SAMUEL TRIGUEROS

PIGS

«He visto amigos que Circe volvió cerdos. Su rueda, su diamante.
Los cerdos no saben mis abrigos, mercenarios de las sombras».
(Edilberto Cardona Bulnes)

He degollado cerdos, pero Circe insiste en multiplicarlos. Ellos eran los mercenarios de la educación, los mercenarios del arte, los mercenarios de las relaciones públicas, los mercenarios de la publicidad y del mercado; ellos eran los mercenarios de la poesía: hacían tornillos, amistades, versos; se ponían trajes y aretes, asistían al gimnasio de la conveniencia, pesaban clavos y cemento en la balanza chueca de la voracidad; dejaban tras de sí un perfume exquisito bajo cuya alfombra yacían los cadáveres. He degollado cerdos que Circe resucita y los emplea en la administración de los nuevos paraísos artificiales, en la distribución de  miasma. Collares de ajo dio Circe al empleado del mes, palmaditas en el ego, interminables fricciones en la comisura del glande por donde un líquido salía y quemaba el orbe. Oigo las gárgaras de mis cerdos degollados, continuamente suturados, sanados con emplastos de hipocresía, con bálsamos de lujuria destilados de la bombilla roja. Eran, medianamente, revolucionarios: tenían todos camisetas rojas, volúmenes incunables de El Capital; todos se habían tragado las ochenta y siete horas de The cure of  insomnia y en sus cabezas brillaba la mitra del mercado. A veces –sobre todo contra la melancólica luz de los atardeceres– sufrían ataques terribles de ternura, conceptual y metódica. Entonces era fácil verlos de puntillas evitando masacrar a las hormigas o extinguir los geranios. Expertos en hacer la ola a espaldas del corazón de los océanos, ellos, ellos, domesticaron el ardor, taponaron con eslóganes los cráteres humeantes, pusieron válvulas finísimas a la protesta, aceleraron el motor de la pubertad; apuñalaron el misterio con Comisiones de la Verdad, empalaron a los juristas, fundaron la oenegé del asco, ellos, ellos, los cerdos que degollé entre líneas, los cerdos, los bohemios de ojos glaucos que derramaron espejismos entre los barrotes de mi celda, los cerdos que doraron la concupiscencia de los diplomas y la diplomacia, los cerdos que cantaron engolados con radiofónica voz en mi funeral, los cerdos que reclamaron derecho de pernada en mis bodas con la eternidad, los cerdos que patrocinaron mi tristeza para ver el anuncio de mi desesperación, los cerdos, los cerdos, los cerdos, ciertos amigos, cerdos a los que degollé sin saberlo, hasta ahora que los he perdido y veo devorar los manzanos maduros que caen como galaxias rojas del árbol que alimenté con paciencia y con el resplandor de mis huesos.

**

TE HABLO DESDE LA SOBERANÍA
de un grito que antes fue una cadenita de suspiros, un rosario de gemidos inútiles, apenas válidos para quitar del pecho un poco de presión insana.

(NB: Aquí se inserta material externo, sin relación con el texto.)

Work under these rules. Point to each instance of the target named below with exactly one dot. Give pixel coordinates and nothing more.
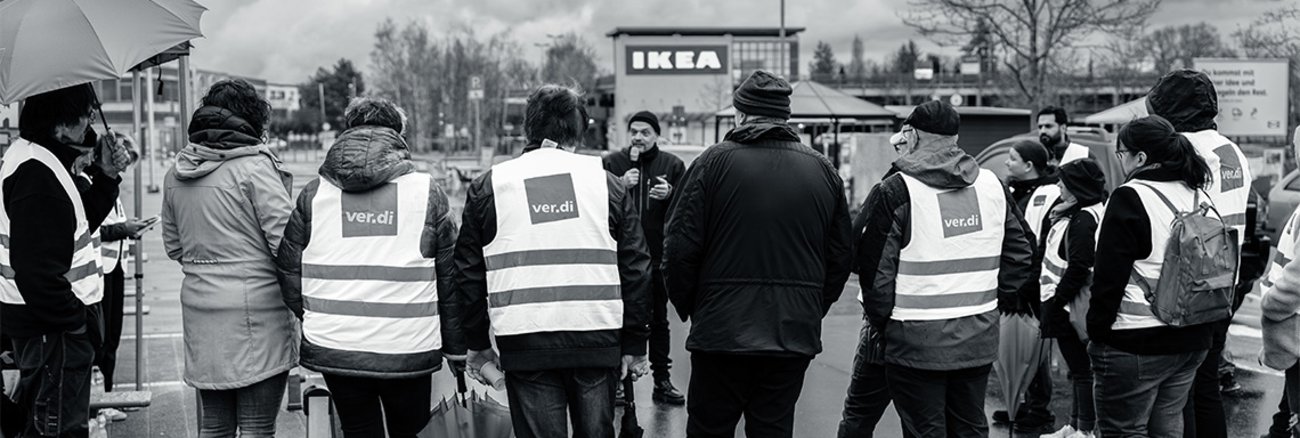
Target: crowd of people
(559, 270)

Te hablo desde el segundo cósmico de mi existencia sobre la tierra yerma.
Escúchame. Acaso no sea tan profundo el abismo que han levantado entre  nosotros; tal vez haya un mal cálculo en la suma de distancias desde los puertos de tus mercaderes a los arrecifes de mi sueño.

Han lanzado sondas, sputniks y voyagers, cohetes con letras cirílicas para investigar si es posible, todavía, unir la órbita mecánica de tu corazón con la olorosa almendra que llevo en el costado.

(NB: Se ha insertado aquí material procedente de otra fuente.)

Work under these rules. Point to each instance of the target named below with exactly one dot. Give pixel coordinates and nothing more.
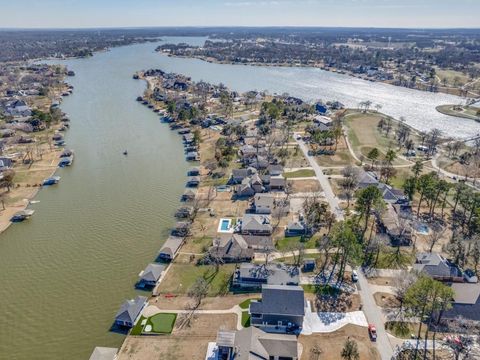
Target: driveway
(374, 316)
(323, 180)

El eco de la soledad vibra bajo los discursos de los que anuncian un  nuevo orden construido sobre los viejos cimientos carcomidos. No los escuches.

El eco de la soledad es un señor cetrino que cruza un hall interminable con dos cubos de hielo en la bandeja plateada de la tarde.

Por eso insisto en que me escuches, que salgas de tu cáscara insonora y me escuches.

Vuelve tus ojos hacia las estrellas moribundas de mi barrio, desde donde surge mi voz, y enternécete por un segundo.

Sólo entonces se encenderá el geranio que hace un siglo coloqué en tu mano; y la muerte, incinerados sus pezones, se irá en silencio a amamantar su olvido.